Moving forward at WYSO
Looking ahead, Dennis said WYSO strives to fill the regional radio hole left by the termination of 89.7 WNKU’s signal in 2017. Based out of northern Kentucky, but reaching much of southwest Ohio, WNKU gained a popular following for its diverse and eclectic programming of bluegrass, folk and rock music. With its absence, WYSO is still working to tap into that pool of listeners.
“We [at WYSO] see a growing emphasis on Dayton and Cincinnati becoming one large metropolitan region,” Dennis said. “We want to carry the mantle of independent music and music discovery in that region.”
For both Dennis and Miller, carrying that mantle means not just playing an active role in the community, but broadening what community means and reconsidering who’s a part of that community.
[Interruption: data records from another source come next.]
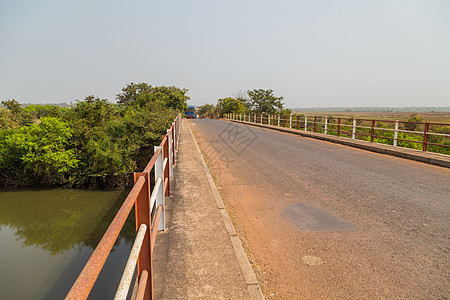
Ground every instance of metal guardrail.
[66,114,181,300]
[229,114,450,151]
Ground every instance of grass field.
[293,111,450,124]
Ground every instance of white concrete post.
[167,129,173,177]
[172,122,177,166]
[352,119,356,139]
[394,120,398,147]
[154,146,166,230]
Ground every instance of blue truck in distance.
[184,105,198,119]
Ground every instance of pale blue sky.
[0,0,450,107]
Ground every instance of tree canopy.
[247,89,283,114]
[116,82,190,111]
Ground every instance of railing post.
[352,118,356,139]
[338,118,341,136]
[134,172,153,300]
[422,122,430,151]
[155,146,165,230]
[172,122,177,168]
[394,120,398,147]
[163,135,170,196]
[370,120,375,143]
[167,127,173,177]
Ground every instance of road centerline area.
[193,120,450,299]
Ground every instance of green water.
[0,189,135,300]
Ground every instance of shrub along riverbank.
[0,83,189,189]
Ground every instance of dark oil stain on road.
[281,203,354,231]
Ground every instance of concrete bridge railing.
[225,113,450,151]
[66,114,181,300]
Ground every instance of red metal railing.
[226,114,450,151]
[66,114,181,300]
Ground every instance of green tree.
[116,82,152,105]
[198,103,217,119]
[2,99,33,125]
[247,89,283,114]
[2,117,78,184]
[117,82,189,111]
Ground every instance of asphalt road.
[191,120,450,299]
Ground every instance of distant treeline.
[0,83,189,188]
[291,106,450,113]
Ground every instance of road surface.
[191,120,450,299]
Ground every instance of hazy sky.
[0,0,450,107]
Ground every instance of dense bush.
[0,83,183,188]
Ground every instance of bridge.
[67,116,450,299]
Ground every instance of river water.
[0,189,135,300]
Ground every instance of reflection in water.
[0,189,135,299]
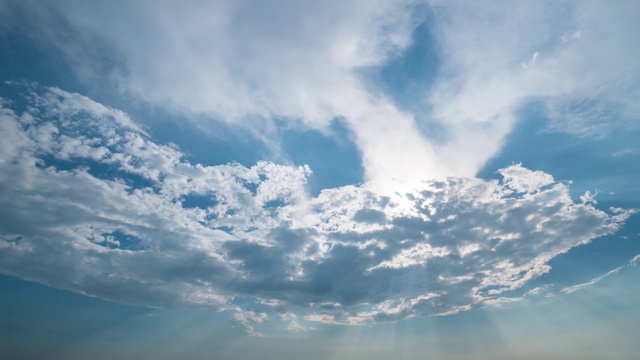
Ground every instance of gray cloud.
[0,85,632,335]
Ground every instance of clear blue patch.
[281,119,364,196]
[39,155,156,190]
[477,102,640,207]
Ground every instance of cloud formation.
[0,0,640,192]
[0,85,631,335]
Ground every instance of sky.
[0,0,640,360]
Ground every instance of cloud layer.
[0,85,631,334]
[0,0,640,192]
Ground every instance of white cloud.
[561,266,623,294]
[0,0,640,193]
[0,87,633,326]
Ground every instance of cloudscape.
[0,0,640,359]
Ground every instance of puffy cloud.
[0,86,632,328]
[0,0,640,193]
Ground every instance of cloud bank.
[0,0,640,193]
[0,84,631,334]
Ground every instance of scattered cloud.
[0,85,632,328]
[0,0,640,194]
[561,266,622,294]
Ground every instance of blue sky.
[0,0,640,359]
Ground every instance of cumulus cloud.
[0,85,632,335]
[0,0,640,192]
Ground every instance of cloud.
[0,0,640,193]
[561,266,622,294]
[0,85,632,326]
[560,253,640,294]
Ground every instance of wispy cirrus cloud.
[0,85,632,335]
[0,1,640,193]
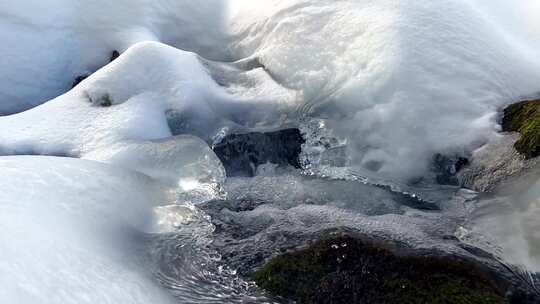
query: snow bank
[232,0,540,178]
[84,136,225,190]
[0,0,228,115]
[0,42,295,158]
[0,0,540,179]
[0,156,175,304]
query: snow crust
[233,0,540,179]
[0,156,174,304]
[0,0,227,115]
[0,0,540,303]
[4,0,540,179]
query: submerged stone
[502,99,540,159]
[214,129,305,176]
[255,235,509,304]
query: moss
[255,236,507,304]
[502,100,540,158]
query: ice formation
[0,0,540,303]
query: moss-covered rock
[255,235,507,304]
[502,100,540,158]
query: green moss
[255,236,507,304]
[502,100,540,158]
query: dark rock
[71,50,120,89]
[432,154,469,186]
[109,50,120,62]
[502,99,540,159]
[255,235,508,304]
[214,129,305,176]
[71,73,92,89]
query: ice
[460,170,540,272]
[228,0,540,180]
[0,156,174,304]
[0,0,227,115]
[84,135,225,191]
[0,42,295,157]
[4,0,540,180]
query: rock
[502,99,540,159]
[457,133,539,192]
[432,154,469,186]
[255,235,509,304]
[214,129,305,176]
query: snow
[0,156,174,304]
[84,136,225,191]
[0,0,227,115]
[0,0,540,303]
[233,0,540,179]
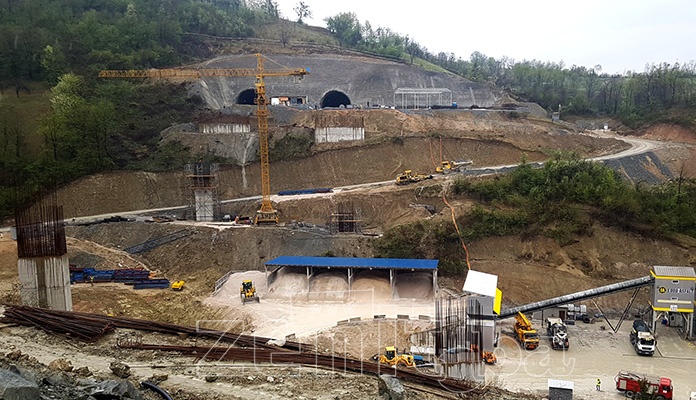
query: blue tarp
[265,256,438,270]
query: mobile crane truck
[614,371,674,400]
[514,312,539,350]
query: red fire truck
[614,371,672,400]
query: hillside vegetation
[375,154,696,274]
[0,0,696,247]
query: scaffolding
[327,202,362,235]
[394,88,453,110]
[433,296,485,382]
[184,162,221,221]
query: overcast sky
[277,0,696,73]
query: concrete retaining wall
[314,127,365,143]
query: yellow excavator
[396,169,433,185]
[239,279,260,304]
[372,346,416,367]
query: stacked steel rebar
[0,305,483,395]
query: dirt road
[486,321,696,400]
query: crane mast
[99,53,309,224]
[254,54,278,225]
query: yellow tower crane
[99,53,309,224]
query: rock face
[0,369,41,400]
[378,375,405,400]
[193,54,501,109]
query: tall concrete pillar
[17,254,72,311]
[15,193,72,311]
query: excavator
[396,169,433,185]
[514,312,539,350]
[372,346,433,367]
[239,279,260,304]
[372,346,416,367]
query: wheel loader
[239,279,260,304]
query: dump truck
[614,371,673,400]
[629,319,657,356]
[396,169,433,185]
[514,312,539,350]
[435,160,472,174]
[546,318,570,350]
[239,279,260,304]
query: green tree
[293,1,312,24]
[325,12,362,47]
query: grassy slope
[0,83,51,158]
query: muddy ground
[0,111,696,399]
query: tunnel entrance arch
[320,90,351,108]
[237,89,256,106]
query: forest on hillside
[0,0,696,230]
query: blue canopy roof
[265,256,438,270]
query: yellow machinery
[99,53,309,224]
[396,169,433,185]
[372,346,416,367]
[239,279,260,304]
[435,160,471,174]
[470,344,498,365]
[172,280,184,292]
[481,351,498,365]
[514,312,539,350]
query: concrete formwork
[314,127,365,143]
[18,254,72,311]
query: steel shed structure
[264,256,438,296]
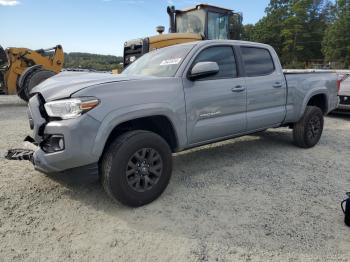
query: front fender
[92,103,187,157]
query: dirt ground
[0,101,350,261]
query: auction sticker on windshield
[160,57,181,65]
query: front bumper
[28,95,100,173]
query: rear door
[184,45,246,145]
[240,46,287,131]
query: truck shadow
[43,129,344,250]
[46,131,294,205]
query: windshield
[176,10,206,35]
[208,12,228,39]
[122,44,194,77]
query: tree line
[242,0,350,68]
[64,52,123,71]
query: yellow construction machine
[124,4,243,67]
[0,45,64,101]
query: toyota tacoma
[18,40,338,206]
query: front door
[240,46,287,131]
[184,46,246,145]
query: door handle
[231,85,245,93]
[273,82,282,88]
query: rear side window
[241,46,275,77]
[193,46,237,80]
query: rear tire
[17,69,56,102]
[293,106,324,148]
[100,130,172,207]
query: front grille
[340,96,350,105]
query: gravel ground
[0,103,350,261]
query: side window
[193,46,237,80]
[241,46,275,77]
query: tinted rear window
[241,46,275,77]
[193,46,237,80]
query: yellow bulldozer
[0,45,64,101]
[124,4,243,68]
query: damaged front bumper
[7,95,100,173]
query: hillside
[64,52,123,71]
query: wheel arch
[92,106,183,158]
[298,90,329,119]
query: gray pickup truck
[23,41,338,206]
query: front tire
[100,130,172,207]
[293,106,324,148]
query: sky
[0,0,269,56]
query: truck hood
[31,72,142,101]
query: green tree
[322,0,350,68]
[243,0,332,67]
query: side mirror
[188,62,219,80]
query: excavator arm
[3,45,64,101]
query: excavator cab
[124,4,242,68]
[167,4,242,40]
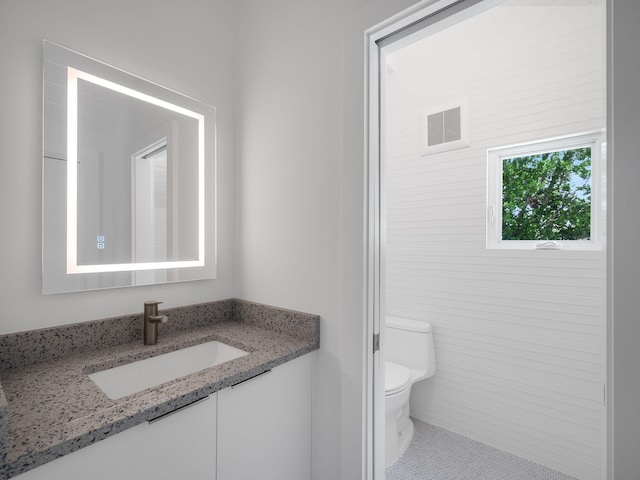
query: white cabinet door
[217,354,312,480]
[17,394,217,480]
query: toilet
[384,317,436,467]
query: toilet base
[385,388,414,467]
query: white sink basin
[89,341,248,400]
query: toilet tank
[383,317,436,380]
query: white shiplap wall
[383,2,605,480]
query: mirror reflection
[43,42,215,293]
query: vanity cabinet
[17,393,217,480]
[217,354,312,480]
[17,354,312,480]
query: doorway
[369,0,606,480]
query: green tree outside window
[502,147,591,240]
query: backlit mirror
[43,41,215,293]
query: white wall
[384,5,606,480]
[236,0,422,480]
[0,0,237,333]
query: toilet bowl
[385,317,435,467]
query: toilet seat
[384,362,411,396]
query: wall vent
[420,101,469,155]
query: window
[487,132,603,249]
[420,100,469,155]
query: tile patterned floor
[385,419,576,480]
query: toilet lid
[384,362,411,395]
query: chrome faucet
[144,300,169,345]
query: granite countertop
[0,300,319,478]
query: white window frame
[487,130,606,250]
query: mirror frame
[43,40,216,293]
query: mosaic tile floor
[385,419,576,480]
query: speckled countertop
[0,299,319,478]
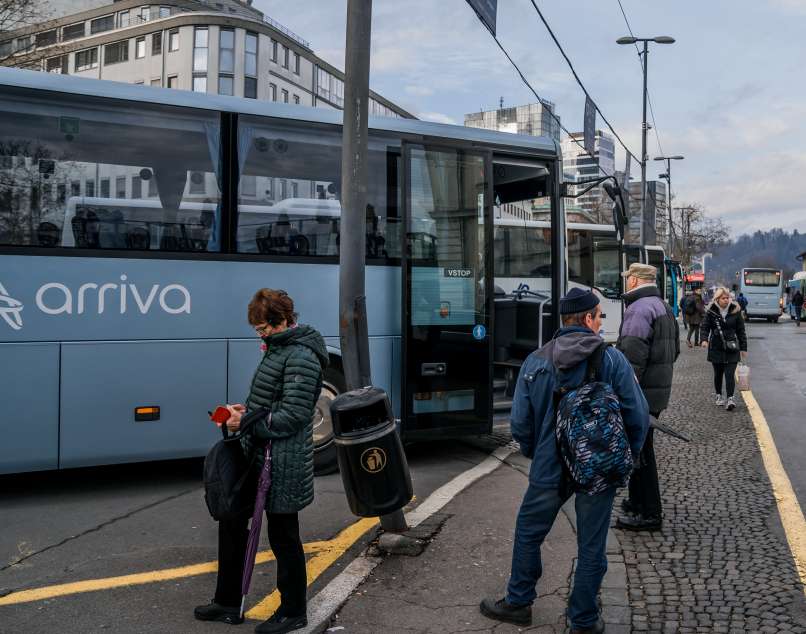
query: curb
[297,447,515,634]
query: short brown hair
[247,288,297,326]
[560,304,599,326]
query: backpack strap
[585,341,607,383]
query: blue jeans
[507,484,616,628]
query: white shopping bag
[736,363,750,392]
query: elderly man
[616,263,680,531]
[480,288,649,634]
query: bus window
[0,84,220,251]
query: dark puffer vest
[241,325,328,513]
[617,284,680,418]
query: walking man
[616,263,680,531]
[792,289,803,328]
[480,288,649,634]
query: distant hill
[705,228,806,287]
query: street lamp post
[655,154,685,255]
[616,35,674,248]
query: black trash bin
[330,387,413,517]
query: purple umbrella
[241,440,271,618]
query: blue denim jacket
[511,327,649,487]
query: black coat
[700,302,747,363]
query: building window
[90,14,115,34]
[218,29,235,73]
[62,22,84,42]
[36,29,58,46]
[45,55,67,75]
[104,40,129,66]
[76,48,98,72]
[244,33,257,77]
[218,75,234,97]
[193,27,207,73]
[243,77,257,99]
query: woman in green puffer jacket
[195,288,328,634]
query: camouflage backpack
[554,343,633,495]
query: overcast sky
[254,0,806,234]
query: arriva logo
[0,284,23,330]
[0,275,190,330]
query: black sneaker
[616,513,663,531]
[479,598,532,625]
[255,612,308,634]
[193,601,243,625]
[571,619,604,634]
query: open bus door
[401,143,493,440]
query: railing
[263,15,312,50]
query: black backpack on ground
[204,407,269,521]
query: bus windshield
[744,269,781,286]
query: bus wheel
[313,368,346,476]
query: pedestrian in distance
[685,288,705,348]
[792,289,803,328]
[700,286,747,412]
[479,288,649,634]
[194,288,328,634]
[616,263,680,531]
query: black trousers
[214,513,308,616]
[628,427,663,519]
[711,363,738,398]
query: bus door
[401,144,493,439]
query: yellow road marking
[0,536,334,606]
[245,517,378,621]
[741,390,806,594]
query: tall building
[465,101,560,141]
[0,0,413,118]
[562,130,616,222]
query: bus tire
[313,366,347,476]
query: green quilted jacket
[241,325,328,513]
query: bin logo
[361,447,386,473]
[0,284,23,330]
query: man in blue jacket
[480,288,649,634]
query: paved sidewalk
[331,338,806,634]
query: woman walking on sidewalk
[194,288,328,634]
[700,286,747,411]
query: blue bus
[0,68,565,473]
[736,268,784,323]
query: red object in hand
[210,405,230,427]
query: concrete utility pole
[339,0,408,532]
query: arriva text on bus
[36,274,190,315]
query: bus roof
[0,67,560,158]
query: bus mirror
[604,183,628,240]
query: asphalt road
[0,434,498,634]
[747,317,806,509]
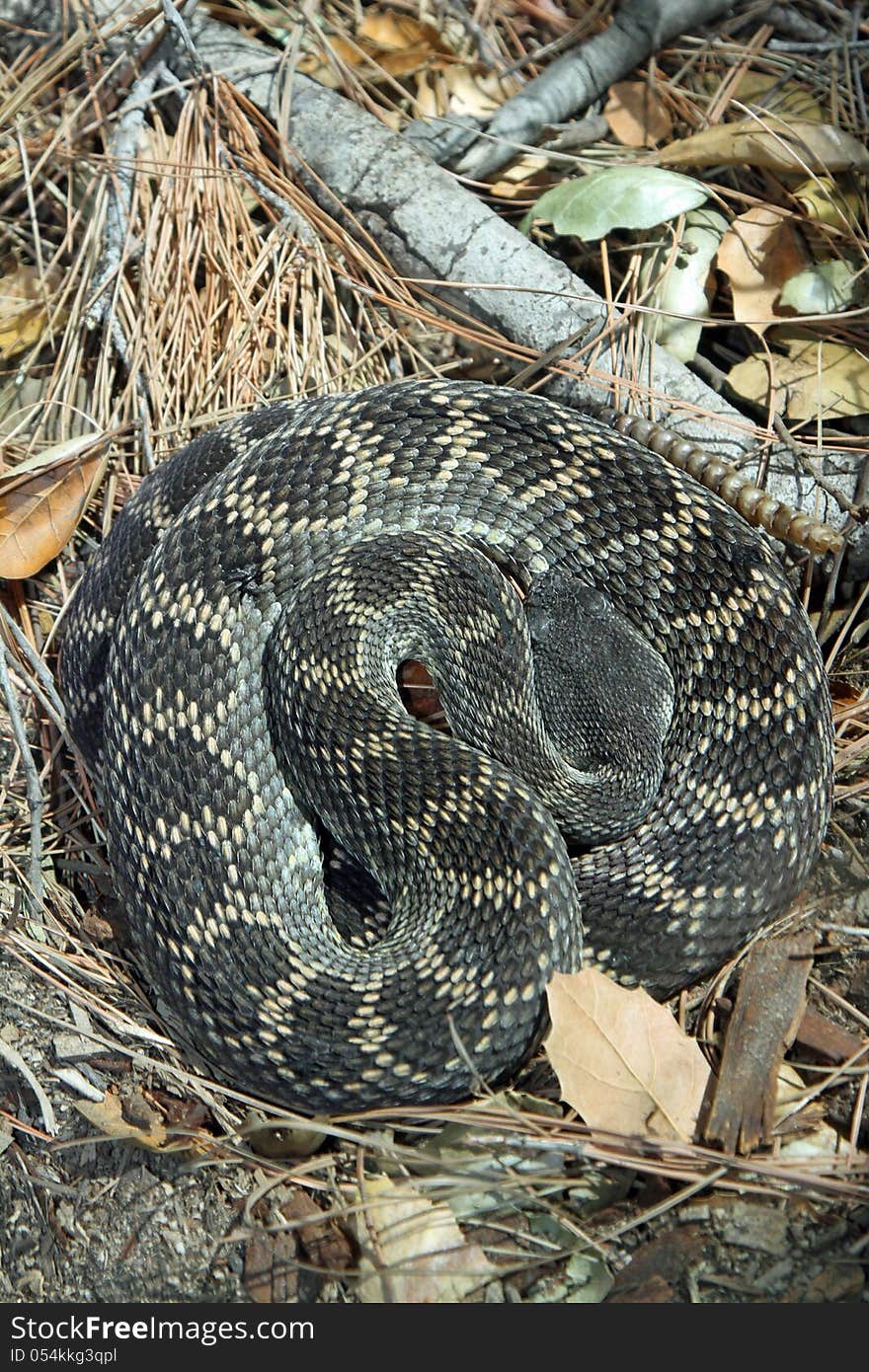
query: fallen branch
[181,15,854,521]
[412,0,733,180]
“You can’t just transmit radio waves into the world and hope people will find them,” Dennis said. “You have to go directly into the community and build relationships. We see Evan as being a big part of that initiative.”
For the time being, Miller sees his role in advancing these goals as simply playing the best and most representative music on “Excursions” as he can.
“I think a show like ‘Excursions,’ which pulls from a wide variety of music, ought to accurately reflect the cultural priorities of the people we serve,” Miller said. “Dayton and Cincinnati are multicultural regions, and as such, I want to play multicultural music.”